Staff knew how to keep people safe and understood their responsibilities to protect people from the risk of abuse. Risks were managed so that people were protected from avoidable harm and not unnecessarily restricted, though the completion of documentation to demonstrate that the risk of skin damage had been managed could be improved.

Sufficient staff were on duty to meet people’s needs and staff were recruited through safe recruitment practices. Medicines were safely managed, though the completion of cream chart documentation could be improved.

Staff received appropriate induction, training, supervision and appraisal. People’s rights were protected under the Mental Capacity Act 2005.

People received sufficient to eat and drink, though the completion of food chart documentation could be improved. External professionals were involved in people’s care as appropriate. The environment could be improved to better support people living with dementia.

Staff were kind and knew people well. People and their relatives were involved in decisions about their care. Advocacy information was made available to people.

People received care that respected their privacy and dignity and promoted their independence.
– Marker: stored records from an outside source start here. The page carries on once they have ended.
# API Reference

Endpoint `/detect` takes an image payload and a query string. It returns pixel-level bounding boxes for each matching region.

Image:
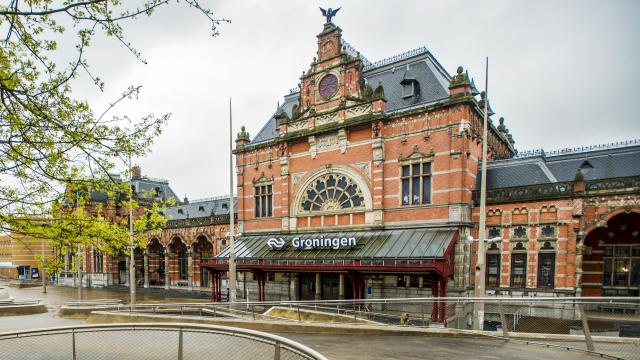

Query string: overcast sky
[75,0,640,199]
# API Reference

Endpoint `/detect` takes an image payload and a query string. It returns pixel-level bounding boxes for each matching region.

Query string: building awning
[202,228,458,276]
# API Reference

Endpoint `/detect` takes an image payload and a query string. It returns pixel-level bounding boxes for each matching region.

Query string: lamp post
[129,154,136,305]
[473,57,489,330]
[227,98,236,303]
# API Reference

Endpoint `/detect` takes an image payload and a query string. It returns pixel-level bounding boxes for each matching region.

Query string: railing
[514,139,640,158]
[0,323,326,360]
[364,46,429,71]
[473,181,573,203]
[80,296,640,359]
[586,176,640,194]
[473,176,640,203]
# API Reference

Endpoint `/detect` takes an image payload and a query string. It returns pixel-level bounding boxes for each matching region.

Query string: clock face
[318,74,338,99]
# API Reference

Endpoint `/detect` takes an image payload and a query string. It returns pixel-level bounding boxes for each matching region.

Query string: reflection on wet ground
[0,282,210,310]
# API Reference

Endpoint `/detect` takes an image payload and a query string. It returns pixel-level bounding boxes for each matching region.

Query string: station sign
[267,235,358,250]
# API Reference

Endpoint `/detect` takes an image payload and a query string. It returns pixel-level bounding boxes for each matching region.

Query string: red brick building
[205,13,640,321]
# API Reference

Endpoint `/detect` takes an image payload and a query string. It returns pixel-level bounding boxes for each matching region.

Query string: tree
[0,181,173,288]
[0,0,228,218]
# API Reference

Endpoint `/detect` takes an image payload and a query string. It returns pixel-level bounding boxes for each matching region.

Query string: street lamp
[467,235,502,330]
[129,154,136,305]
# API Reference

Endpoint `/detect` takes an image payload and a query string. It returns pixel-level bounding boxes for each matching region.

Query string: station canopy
[217,228,457,259]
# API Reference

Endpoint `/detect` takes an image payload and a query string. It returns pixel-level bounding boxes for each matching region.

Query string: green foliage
[0,0,228,264]
[0,0,226,217]
[0,176,174,274]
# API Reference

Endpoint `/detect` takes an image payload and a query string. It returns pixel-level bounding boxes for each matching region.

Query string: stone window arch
[294,167,371,215]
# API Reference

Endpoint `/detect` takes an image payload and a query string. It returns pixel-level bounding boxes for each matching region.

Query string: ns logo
[267,238,285,250]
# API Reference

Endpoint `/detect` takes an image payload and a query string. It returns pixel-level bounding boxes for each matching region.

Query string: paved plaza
[0,287,596,360]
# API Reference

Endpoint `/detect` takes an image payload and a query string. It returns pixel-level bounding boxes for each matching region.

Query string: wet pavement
[0,283,596,360]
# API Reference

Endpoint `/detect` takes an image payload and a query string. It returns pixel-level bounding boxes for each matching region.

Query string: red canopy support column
[440,278,447,323]
[431,275,438,321]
People received personalised care that was responsive to their needs. Care records contained information to support staff to meet people’s individual needs, though activities could be further improved so that more people could access activities outside the home.

Complaints were handled appropriately. A complaints process was in place and staff knew how to respond to complaints.

People and their relatives were involved or had opportunities to be involved in the development of the service. Staff told us they would be confident in raising any concerns with the management team and that appropriate action would be taken.

The provider was meeting their regulatory responsibilities. There were effective systems in place to monitor and improve the quality of the service provided.